Peter Mullan and Nastassja Kinski.

Michael Winterbottom is a director well known for working across a multiplicity of genres. His second attempt at a Thomas Hardy adaptation, following the 1996 movie Jude based on the novel Jude the Obscure, was a British western, yes that’s what I said, that rarest of animals a British western! Of course there have been previous films that matched this genre but to be fair not that many even if you count Carry on Cowboy (1965). The only other one that’s comes immediately to mind is the truly bizarre The Singer Not The Song (1961) which I saw in the confines of the vast Angel Odeon in Islington on its release (well it does star Dirk Bogarde!). The Claim (2000) can probably be described as an epic; it was shot at the Fortress Mountain ski resort in Kananaskis County, Alberta, Canada, which is located in the foothills of the Canadian Rockies were the average temperature is  -13.2c but can dip as low as -50c. In fact the cold climate made the making of the film an ordeal and even the director was said to have suffered from frostbite.

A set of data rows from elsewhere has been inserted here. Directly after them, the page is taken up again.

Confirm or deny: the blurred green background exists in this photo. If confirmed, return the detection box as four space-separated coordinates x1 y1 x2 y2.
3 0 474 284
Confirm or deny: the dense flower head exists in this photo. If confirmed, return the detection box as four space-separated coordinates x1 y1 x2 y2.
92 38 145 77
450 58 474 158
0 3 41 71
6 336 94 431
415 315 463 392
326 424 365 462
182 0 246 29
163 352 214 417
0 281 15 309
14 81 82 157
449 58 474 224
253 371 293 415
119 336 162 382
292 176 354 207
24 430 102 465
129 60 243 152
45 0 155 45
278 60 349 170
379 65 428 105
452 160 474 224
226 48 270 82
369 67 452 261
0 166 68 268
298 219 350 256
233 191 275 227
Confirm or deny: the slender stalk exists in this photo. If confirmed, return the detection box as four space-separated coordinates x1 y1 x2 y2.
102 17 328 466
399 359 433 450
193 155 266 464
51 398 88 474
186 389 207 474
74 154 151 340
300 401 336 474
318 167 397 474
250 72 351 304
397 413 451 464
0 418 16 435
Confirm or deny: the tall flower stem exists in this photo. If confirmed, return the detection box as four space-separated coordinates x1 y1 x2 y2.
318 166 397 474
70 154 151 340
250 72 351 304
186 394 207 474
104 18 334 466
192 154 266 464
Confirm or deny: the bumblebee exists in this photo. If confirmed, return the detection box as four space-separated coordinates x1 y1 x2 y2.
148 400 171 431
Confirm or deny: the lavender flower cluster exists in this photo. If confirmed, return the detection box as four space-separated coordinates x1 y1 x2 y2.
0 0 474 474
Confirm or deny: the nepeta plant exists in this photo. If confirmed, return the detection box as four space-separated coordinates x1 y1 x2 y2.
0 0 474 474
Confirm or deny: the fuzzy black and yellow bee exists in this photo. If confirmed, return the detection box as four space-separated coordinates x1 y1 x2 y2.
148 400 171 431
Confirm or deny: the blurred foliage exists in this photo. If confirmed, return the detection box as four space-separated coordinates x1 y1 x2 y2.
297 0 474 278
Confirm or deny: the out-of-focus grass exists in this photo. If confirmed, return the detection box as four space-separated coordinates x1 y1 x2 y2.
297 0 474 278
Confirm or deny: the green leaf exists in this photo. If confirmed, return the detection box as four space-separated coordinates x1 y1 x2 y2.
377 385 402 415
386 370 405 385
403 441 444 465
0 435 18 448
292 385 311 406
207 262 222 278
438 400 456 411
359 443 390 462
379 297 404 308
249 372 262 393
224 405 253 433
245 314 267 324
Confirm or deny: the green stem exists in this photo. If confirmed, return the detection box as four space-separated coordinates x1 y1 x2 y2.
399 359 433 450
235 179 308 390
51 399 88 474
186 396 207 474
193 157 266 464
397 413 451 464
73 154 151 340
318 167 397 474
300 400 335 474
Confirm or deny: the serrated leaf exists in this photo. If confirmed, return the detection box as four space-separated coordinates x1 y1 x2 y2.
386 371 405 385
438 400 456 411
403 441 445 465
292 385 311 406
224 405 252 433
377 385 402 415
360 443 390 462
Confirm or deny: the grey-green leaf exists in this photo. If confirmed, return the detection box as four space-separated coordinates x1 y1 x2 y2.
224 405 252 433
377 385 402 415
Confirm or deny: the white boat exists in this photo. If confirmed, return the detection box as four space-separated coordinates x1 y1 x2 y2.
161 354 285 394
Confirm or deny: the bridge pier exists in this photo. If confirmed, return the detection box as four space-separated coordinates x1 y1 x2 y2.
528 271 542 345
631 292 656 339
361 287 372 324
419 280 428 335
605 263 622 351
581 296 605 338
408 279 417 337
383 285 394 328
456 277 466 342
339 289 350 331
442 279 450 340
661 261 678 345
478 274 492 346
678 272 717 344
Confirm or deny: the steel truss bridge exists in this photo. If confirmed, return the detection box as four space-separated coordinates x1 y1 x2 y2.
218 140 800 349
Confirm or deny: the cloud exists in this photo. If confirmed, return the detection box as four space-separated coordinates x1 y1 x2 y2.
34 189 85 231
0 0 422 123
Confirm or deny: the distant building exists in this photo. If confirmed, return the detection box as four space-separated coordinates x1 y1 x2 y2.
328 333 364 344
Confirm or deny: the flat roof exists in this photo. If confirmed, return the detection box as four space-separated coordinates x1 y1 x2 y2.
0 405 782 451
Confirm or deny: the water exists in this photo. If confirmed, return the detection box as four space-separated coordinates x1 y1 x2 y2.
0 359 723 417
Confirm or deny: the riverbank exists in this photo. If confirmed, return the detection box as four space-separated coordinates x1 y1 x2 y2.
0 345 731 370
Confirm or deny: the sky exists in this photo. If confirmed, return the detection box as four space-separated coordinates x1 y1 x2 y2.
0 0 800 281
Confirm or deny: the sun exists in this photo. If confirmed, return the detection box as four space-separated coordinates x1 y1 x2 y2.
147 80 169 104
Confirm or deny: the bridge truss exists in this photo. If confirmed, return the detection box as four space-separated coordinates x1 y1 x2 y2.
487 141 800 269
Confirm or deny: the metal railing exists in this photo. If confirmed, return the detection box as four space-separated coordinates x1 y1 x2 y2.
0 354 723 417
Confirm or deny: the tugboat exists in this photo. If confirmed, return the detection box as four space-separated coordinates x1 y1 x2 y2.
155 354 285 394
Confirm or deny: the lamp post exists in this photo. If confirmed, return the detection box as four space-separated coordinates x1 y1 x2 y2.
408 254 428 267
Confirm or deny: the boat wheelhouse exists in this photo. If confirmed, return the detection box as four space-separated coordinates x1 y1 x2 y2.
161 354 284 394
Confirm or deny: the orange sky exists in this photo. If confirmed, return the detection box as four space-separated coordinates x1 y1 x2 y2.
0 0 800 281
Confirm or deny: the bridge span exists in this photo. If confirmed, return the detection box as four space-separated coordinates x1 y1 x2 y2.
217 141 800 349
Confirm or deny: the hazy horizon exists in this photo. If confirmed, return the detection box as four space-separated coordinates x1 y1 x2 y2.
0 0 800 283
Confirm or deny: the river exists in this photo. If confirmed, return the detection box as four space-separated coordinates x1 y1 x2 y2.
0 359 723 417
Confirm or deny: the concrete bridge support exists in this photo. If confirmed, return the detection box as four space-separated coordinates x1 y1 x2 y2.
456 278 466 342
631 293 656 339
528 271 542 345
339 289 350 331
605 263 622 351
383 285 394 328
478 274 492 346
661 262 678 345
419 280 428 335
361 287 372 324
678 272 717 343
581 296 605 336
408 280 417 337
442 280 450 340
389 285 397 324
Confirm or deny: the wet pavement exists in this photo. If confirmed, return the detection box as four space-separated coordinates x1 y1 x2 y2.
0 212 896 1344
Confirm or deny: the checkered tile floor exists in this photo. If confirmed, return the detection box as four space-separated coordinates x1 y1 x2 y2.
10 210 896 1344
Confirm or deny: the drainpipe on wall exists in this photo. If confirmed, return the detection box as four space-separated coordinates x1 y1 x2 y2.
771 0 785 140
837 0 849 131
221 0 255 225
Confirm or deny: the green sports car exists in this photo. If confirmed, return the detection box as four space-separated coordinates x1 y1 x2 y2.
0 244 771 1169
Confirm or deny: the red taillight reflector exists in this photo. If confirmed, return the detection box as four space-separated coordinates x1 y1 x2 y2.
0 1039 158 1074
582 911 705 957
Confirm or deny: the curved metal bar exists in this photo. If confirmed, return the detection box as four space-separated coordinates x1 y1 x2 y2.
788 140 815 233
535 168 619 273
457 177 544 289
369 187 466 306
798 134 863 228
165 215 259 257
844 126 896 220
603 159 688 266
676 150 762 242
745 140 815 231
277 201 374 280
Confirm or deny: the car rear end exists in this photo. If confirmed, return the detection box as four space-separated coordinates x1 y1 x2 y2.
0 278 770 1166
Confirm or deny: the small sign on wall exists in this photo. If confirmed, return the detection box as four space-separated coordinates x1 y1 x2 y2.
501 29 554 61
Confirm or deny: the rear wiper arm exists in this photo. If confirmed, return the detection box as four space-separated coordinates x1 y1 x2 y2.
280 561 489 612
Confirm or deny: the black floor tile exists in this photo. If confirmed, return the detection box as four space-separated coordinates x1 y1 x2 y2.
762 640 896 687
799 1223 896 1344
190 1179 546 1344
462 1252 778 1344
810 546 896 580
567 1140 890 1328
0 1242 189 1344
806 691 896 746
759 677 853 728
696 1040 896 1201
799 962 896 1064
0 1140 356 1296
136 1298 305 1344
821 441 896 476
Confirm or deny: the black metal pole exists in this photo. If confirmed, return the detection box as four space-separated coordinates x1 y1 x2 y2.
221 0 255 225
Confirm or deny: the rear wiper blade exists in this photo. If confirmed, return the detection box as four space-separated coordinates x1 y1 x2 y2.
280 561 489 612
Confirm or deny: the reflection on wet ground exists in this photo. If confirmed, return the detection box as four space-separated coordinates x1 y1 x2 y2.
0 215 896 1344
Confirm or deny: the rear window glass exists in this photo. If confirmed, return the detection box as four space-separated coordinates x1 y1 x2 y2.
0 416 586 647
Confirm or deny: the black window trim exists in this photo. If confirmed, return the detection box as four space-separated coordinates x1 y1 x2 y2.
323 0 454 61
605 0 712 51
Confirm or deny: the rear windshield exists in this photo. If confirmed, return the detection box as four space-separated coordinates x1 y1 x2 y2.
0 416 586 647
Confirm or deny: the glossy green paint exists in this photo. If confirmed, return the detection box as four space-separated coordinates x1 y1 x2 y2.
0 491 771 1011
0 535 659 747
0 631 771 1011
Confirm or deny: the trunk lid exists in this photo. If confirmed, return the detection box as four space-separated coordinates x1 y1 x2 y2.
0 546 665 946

Its 1867 and we are in prospecting town of Kingdom Come where it always appears to be deep in the depths of winter. This desolate place is owned and run by an Irish immigrant Daniel Dillion (our very own Peter Mullan) who amassed a fortune during the Gold Rush of 1849. Dillion desperately wants the railroad to come through his town and to that end invites the Central Pacific Railroad surveyor Dalglish (Wes Bentley) to conduct a survey of the surrounding area. Also arriving in town are two mysterious women (Nastassja Kinski and Sarah Polley) whose appearance is obviously coursing Dillion some torment, we are taken back some twenty years to discover the reason.

Kingdom Come.

The film boasts some breath taking scenery photographed by Alwin Kuchler, known for his work on, amongst others, the two Lynne Ramsay films Ratcatcher (1998) and Morvern Callar (2002) and the recent Joe Wright thriller Hanna (2010). The screenplay was down to regular Winterbottom collaborator Frank Cottrell Boyce and Michael Nyman best known for his multi-platinum soundtrack album for Jane Campion’s 1993 award winning movie The Piano composed the original score but unfortunately the film was not a financial success. More of an interesting curiosity than a great movie, very visual with Mullan giving his normal convincing performance which is not necessarily the case with some of the other members of the cast.